Левашов налил из графина стакан мутной теплой воды и жадно выпил ее.
– Спасибо, – сказал он, вытирая рукой губы. – Поехал.
– А как же осколки? – окликнул его военврач, когда он был уже в дверях.
– Осколки? – переспросил Левашов. Он и забыл про свои осколки. – Из порта обратно заеду.
На стоявшем у пирса эсминце поспешно заканчивались приготовления к отплытию. Чтобы уменьшить опасность бомбежек, надо было затемно пройти Тендерову косу и попасть в зону прикрытия своих истребителей. Раненые были погружены, но к пирсу все подъезжали и подъезжали новые грузовики с ящиками: по приказу Военного совета из Одессы эвакуировали музейные ценности.
У двух трапов стояли моряки с винтовками. Они не пропускали на эсминец ни одного человека.
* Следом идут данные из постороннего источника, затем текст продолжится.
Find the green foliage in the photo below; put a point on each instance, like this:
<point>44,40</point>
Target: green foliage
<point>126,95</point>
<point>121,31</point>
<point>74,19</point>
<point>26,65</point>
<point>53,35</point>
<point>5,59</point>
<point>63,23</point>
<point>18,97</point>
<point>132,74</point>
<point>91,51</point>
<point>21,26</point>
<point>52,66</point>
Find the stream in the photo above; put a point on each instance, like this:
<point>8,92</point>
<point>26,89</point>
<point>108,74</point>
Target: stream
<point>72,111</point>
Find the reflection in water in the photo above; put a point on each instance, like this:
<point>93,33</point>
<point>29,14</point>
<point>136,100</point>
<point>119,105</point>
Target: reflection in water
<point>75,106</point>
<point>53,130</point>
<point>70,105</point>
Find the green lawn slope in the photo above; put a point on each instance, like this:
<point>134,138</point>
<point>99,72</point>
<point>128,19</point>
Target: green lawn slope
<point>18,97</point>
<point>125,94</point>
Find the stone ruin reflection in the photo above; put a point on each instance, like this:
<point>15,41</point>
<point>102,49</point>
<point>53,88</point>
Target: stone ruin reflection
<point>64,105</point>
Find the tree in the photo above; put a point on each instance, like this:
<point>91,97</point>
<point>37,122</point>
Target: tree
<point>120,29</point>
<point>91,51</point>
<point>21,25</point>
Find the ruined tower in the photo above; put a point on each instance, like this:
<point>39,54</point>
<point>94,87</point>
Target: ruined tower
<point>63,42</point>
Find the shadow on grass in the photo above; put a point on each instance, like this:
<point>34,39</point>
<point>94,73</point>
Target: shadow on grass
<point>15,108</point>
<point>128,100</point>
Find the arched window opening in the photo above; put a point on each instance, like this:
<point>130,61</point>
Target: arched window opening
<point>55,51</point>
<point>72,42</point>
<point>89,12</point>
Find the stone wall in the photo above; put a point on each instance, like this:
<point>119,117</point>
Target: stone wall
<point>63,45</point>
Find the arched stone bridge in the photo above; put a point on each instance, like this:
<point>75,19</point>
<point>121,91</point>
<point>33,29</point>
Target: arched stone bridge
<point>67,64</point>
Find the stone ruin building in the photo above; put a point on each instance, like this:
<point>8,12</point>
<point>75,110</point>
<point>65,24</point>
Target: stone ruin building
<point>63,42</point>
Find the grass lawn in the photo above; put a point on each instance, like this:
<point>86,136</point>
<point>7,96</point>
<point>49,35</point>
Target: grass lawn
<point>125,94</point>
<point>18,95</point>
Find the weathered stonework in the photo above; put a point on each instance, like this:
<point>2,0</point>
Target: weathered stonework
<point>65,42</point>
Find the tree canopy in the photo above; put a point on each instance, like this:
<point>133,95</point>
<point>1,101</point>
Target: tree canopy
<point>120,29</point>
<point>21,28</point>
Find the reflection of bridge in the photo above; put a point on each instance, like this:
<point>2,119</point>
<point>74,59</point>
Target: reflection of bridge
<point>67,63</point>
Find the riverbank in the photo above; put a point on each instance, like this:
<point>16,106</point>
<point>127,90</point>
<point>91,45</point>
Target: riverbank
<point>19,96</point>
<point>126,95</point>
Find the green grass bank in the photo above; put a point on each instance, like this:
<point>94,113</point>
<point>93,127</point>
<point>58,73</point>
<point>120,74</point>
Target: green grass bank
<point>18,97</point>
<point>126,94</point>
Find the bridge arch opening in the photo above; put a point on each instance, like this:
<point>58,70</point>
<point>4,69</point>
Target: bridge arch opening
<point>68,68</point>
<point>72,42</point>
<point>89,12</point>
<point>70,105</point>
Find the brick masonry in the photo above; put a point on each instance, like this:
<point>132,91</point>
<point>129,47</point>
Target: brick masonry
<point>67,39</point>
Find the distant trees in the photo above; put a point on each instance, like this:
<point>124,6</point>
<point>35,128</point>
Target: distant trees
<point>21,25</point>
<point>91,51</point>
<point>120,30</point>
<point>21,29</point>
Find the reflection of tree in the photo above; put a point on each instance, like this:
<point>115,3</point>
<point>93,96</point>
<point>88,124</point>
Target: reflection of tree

Бойцы и гражданские разгружали и складывали ящики у трапов, а на эсминец их таскала команда.
Посмотрев на строгих морячков, стоявших с винтовками по обеим сторонам трапов, Левашов понял, что тут не проскочишь, и стал высматривать какое-нибудь морское начальство.
– Калюжный, Калюжный, не прохлаждайся! Этот ящик краном надо брать. Кран давай! – кричал, стоя в двадцати шагах от Левашова, спиной к нему, короткий, плотный морячок-командир, в куцем кительке и с пистолетом на длинных морских ремнях, при каждом движении хлопавшим его по толстой ляжке.
– Слушайте, товарищ морской бог, – сказал Левашов, подходя к нему сзади. – Как бы попасть на вашу посудину?
Морячок повернулся и, вздернув голову, выставил навстречу Левашову богатырский орлиный нос. Он явно собирался выругаться, но вместо этого расплылся в улыбке и, протянув Левашову коротенькую руку, воскликнул: «Федя!» – с таким выражением, словно только и ждал встретить Левашова, именно сейчас и здесь, в Одесском порту, около своего эсминца. Это был Гришка Кариофили, керченский грек, земляк Левашова, а потом его однокашник по военно-политическому училищу. Они не виделись семь лет.
– Ты чего здесь делаешь, Гришка? – спросил Левашов.
– Комиссарю на этом красавце, – сказал Кариофили. – А ты?
– С утра был комиссаром полка.
– А теперь чего?
– А теперь хочу драпануть вместе с тобой из Одессы. Возьмешь?
– А если серьезно?
– Приехал попрощаться, ты сегодня за один рейс двух моих бывших командиров полка увозишь.
– Двух сразу? – спросил Кариофили. – Слыхал, что у вас туго, но не думал, что так!
– А ты съезди на передовую, погляди. С воды не все видать! – сказал Левашов.
– Сахаров! – крикнул Кариофили стоявшему у трапа моряку. Он за время погрузки отвык говорить и только кричал. – Проводите батальонного комиссара в кают-компанию. Учти, через десять минут отвалим! – крикнул Кариофили Левашову, когда тот поднимался по трапу. – А то и правда в дезертиры попадешь!